Ceth reclined in the high-backed chair he had selected. He typically liked to be in motion himself, and sympathized with Eisleth, but Sione’s space had a lulling quality to it that Ceth found himself not so inclined to fight.
“The towns of the northern reaches of Edrinor have an alignment,” Ashwin said. “Though, it is scarcely intentional. Nature has aligned them. We’re well aware of this. In the past, we have utilized the pillars of earth found at each location to channel magic from one place to the next. The early Reach gates were fashioned after them. A natural Barrier had also been formed of them, disallowing the migration of fouler things from the forests of the far north.”
“But it did not stop men,” Eisleth inserted, “and men have become the vehicles of demons.”
Ashwin allowed his twin’s comment a moment to settle. And then he said, “Over time, the natural energies have depleted, but our enemies may have found ways to revitalize them. Lilende, Feidor’s Crest, Endmark, Haddowyn …all of them vital, all of them portals by which the enemy seeks to gain entrance.”
“The Vadryn will reopen the northern gates, and let the armies of a worse enemy in,” Jeselle said. “The demons are already here. They struck prematurely nearly a century ago, but the beast behind the attack has learned better since. He will be sure to amass the armies of his parent power before striking again. Lilende still stands. Haddowyn has fallen. Feidor’s Crest is gone now as well, and I believe that was precursor to an event in Endmark.”
“The crossing over of another archdemon,” Eisleth inserted. “They’re stationing themselves strategically, as generals of the Vadryn army.”
Jeselle’s Foresight was unmatched. If she had envisioned such a scenario, then it was as valuable as information collected by their priests in the field.
Endmark was situated just to the east of Feidor’s Crest. It was near enough that the towns might have been able to support one another, under different circumstances, but the two locations were also far enough apart that illness would take some time to spread, even where the Vadryn were concerned. Of course, with the disappearance of hundreds of soldiers, they may have had a very different problem at Endmark than an ov
ertaken population. The direct involvement of archdemons was a possibility, and evidence of that was undoubtedly what had been brought back to them.

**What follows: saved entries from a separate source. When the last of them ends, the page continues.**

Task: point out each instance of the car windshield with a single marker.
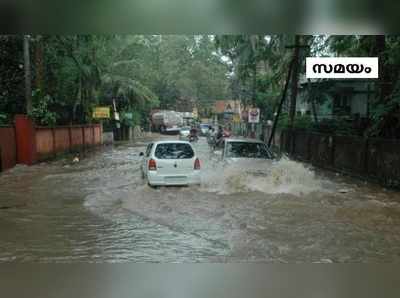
(247, 150)
(174, 151)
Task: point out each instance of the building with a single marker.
(337, 98)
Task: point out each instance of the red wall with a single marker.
(24, 143)
(8, 147)
(50, 141)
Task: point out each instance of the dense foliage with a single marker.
(73, 74)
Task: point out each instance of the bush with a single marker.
(40, 111)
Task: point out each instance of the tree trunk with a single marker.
(27, 68)
(39, 64)
(295, 81)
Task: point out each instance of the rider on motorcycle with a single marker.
(220, 135)
(193, 133)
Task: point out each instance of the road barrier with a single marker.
(374, 158)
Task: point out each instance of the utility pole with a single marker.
(293, 73)
(27, 69)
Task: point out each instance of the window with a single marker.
(247, 150)
(174, 151)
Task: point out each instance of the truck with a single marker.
(166, 121)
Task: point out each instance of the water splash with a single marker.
(272, 177)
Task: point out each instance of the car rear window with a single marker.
(247, 150)
(174, 151)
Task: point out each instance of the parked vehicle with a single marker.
(167, 122)
(242, 149)
(184, 133)
(204, 128)
(170, 163)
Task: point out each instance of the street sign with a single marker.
(254, 115)
(128, 116)
(101, 113)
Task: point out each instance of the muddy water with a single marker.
(100, 210)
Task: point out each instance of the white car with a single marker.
(170, 163)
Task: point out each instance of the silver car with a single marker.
(242, 149)
(184, 133)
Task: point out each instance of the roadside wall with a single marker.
(51, 141)
(377, 159)
(8, 151)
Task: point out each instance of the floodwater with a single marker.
(100, 210)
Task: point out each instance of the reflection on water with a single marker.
(101, 210)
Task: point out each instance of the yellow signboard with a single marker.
(236, 118)
(101, 113)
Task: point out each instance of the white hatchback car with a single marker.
(170, 163)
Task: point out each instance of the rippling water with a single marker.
(100, 210)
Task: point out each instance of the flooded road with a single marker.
(100, 210)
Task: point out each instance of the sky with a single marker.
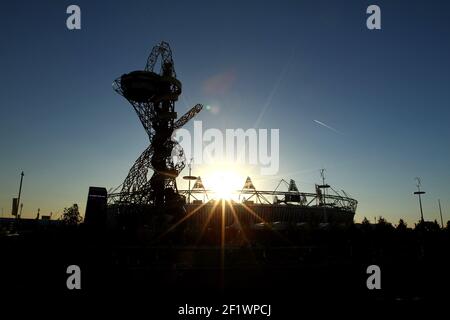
(370, 106)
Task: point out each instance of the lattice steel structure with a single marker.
(153, 93)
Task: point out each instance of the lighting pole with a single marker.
(20, 192)
(419, 193)
(440, 212)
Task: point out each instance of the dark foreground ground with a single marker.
(322, 270)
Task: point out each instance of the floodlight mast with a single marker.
(153, 93)
(419, 193)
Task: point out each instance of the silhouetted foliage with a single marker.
(383, 225)
(71, 216)
(428, 226)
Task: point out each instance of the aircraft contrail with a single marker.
(327, 126)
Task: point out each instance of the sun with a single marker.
(224, 184)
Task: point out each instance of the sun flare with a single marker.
(224, 184)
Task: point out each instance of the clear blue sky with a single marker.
(386, 91)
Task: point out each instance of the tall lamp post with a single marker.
(419, 193)
(20, 192)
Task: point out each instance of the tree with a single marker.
(383, 225)
(71, 216)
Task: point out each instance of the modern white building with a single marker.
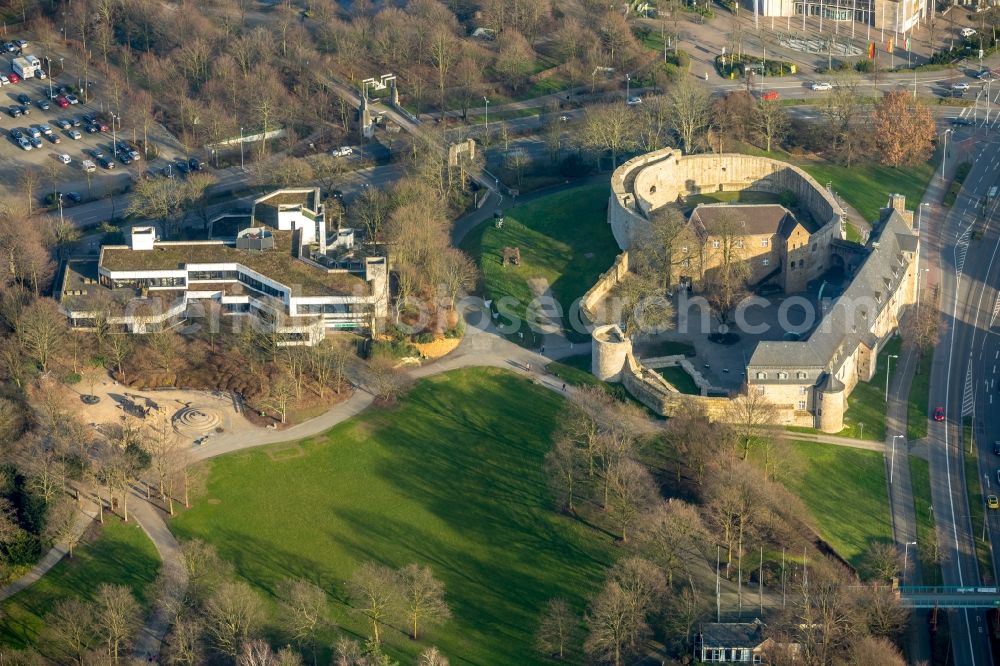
(276, 268)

In direct relation to the thought, Ashwin said, “I think there are significant clues in what Korsten and Merran witnessed at Feidor’s Crest.”
“It may be prudent to assign someone to observe Feidor’s Crest from a distance, and to intercept or report anything that may come from it,” Gwythanis suggested.
Ceth looked over at him, his hand resting on the chair wing. “As we have done with Haddowyn, which has been dead.”
Gwythanis drew in a breath and nodded; Haddowyn was a topic of debate between them. “Its stillness may be a deception.”
That was true. Ceth conceded the possibility with silence, mainly because it was not important to bring up further argument just yet. They could continue to discuss it at a later time.
“All is not lost,” Sione reminded. “Lilende has four priests stationed there and a steadily growing army.”
“And it may be possible to take Eastmark back,” Ceth said, prepared to contribute to optimism. “Though I still believe it is best to heighten the defenses at Sarily and to begin preparing the coast. I know that the cities along the south shores have been supplying resources to the north. They’re not necessarily aligned to the Old Kingdom restoration, but there seems some intention yet to unify in that region. Rather than the Kingdom Alliance, they’ve adopted the term Cities Alliance.”
“Which could mean that they intend to go forward without a king,” Ashwin interpreted. “It’s not ideal, but it’s an improvement, over isolated cities with individual ideas on government and the state of Edrinor. We can yet work with that, and maybe to the overall advantage of a greater restoration.”